Dir. Andreas Dresen, Germany, 2008, 100 mins, German with subtitles
Cast:
Ursula Werner, Horst Rehberg, Horst Westphal
Review by Carol Allen
All praise to writer/director Andreas Dresen for tackling the difficult and rarely touched on subject of sexual passion and older people.
Inge (Werner) is a married grandmother in her sixties, who finds herself unexpectedly caught up in a passionate affair with 76 year old Karl (Westphal). Despite the pragmatic advice of her daughter Petra ((Steffi Kühnert), who when her mother confides in her, tells her to just enjoy the experience and keep quiet about it, Inge is overcome by guilt and tells her husband (Rehlberg). Predictably that ends in disaster.

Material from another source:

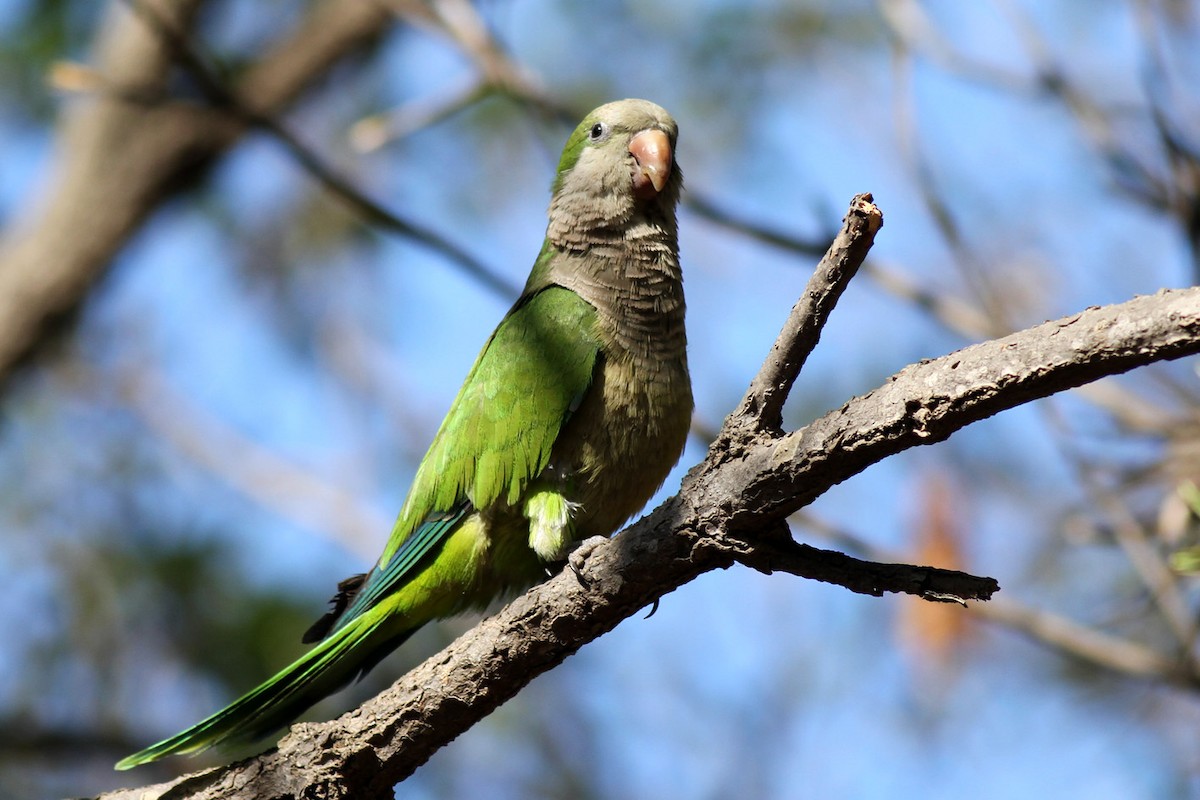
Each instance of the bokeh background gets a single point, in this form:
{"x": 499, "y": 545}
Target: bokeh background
{"x": 226, "y": 426}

The film certainly bites the bullet as far the explicitness of the love scenes are concerned. These are not the usual youthfully perfect naked bodies we're used to seeing on screen. Dresen's actors, also to be praised for their courage, appear to have no fears about showing us their ageing bodies, saggy bits and all. Inge is no glamour puss either but an ordinary middle aged woman with scruffy unkempt hair, who earns a bit of pin money as a home seamstress, which is how she meets her lover, when he brings a pair of trousers to her for alteration. The film's very well acted and a times moving but the problem is that we never really get to the heart of Inge's motivation. Her husband seems a nice enough bloke, there appear to be no serious problems in their marriage - they too are still regularly having sex - and our understanding is not helped by the fact that the director chooses to swing straight into scenes of the lovers' sexual passion right at the start of the movie, rather than letting us get to know the characters first and how their relationship has come about. It also with one exception rather glosses over the realities of later life sex.

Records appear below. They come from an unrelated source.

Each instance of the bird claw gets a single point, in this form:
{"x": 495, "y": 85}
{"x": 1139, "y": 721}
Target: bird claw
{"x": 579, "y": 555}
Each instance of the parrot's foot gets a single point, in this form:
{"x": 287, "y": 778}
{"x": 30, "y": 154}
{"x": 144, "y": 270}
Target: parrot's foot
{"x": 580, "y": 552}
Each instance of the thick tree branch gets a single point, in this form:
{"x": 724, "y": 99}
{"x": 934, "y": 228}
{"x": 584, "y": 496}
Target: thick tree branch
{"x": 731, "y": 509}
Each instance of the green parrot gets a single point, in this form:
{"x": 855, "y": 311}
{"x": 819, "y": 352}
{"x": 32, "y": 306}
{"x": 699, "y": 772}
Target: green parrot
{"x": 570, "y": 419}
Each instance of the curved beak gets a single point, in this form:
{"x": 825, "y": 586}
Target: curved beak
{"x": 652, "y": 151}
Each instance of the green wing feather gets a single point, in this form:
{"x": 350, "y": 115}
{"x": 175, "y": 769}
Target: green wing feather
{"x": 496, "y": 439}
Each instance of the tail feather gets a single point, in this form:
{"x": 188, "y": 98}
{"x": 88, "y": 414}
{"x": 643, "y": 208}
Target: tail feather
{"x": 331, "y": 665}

Dresen certainly succeeds in his aim of showing that late life passion is as unstoppable and all consuming as young love and also that the older you get in a situation such as this, when you've been with somebody for many years, the more complicated and painful the ramifications of a break up can be - although arguably that is true at forty as much as sixty or seventy, even more so when young children are involved. It should be pointed out that later in the film, it's the emotional consequences of the affair which take precedence over the physical side of Inge and Karl's relationship. This a serious movie and certainly not porn for wrinklies. But whereas for example in The Mother, another film which showed that a passionate heart still beats in an ageing breast, the main character's motives were understandable and she came out of the situation a stronger woman, in this film Inge's reasons for her actions are never clear, while the downbeat "Sturm und angst" outcome of the story negates the genuine joy the ageing lovers have found earlier in each other's company. The message of the film therefore comes over as "late life passion - it's a fact but no good will ever come of it." and I doubt if that was what Dresen intended.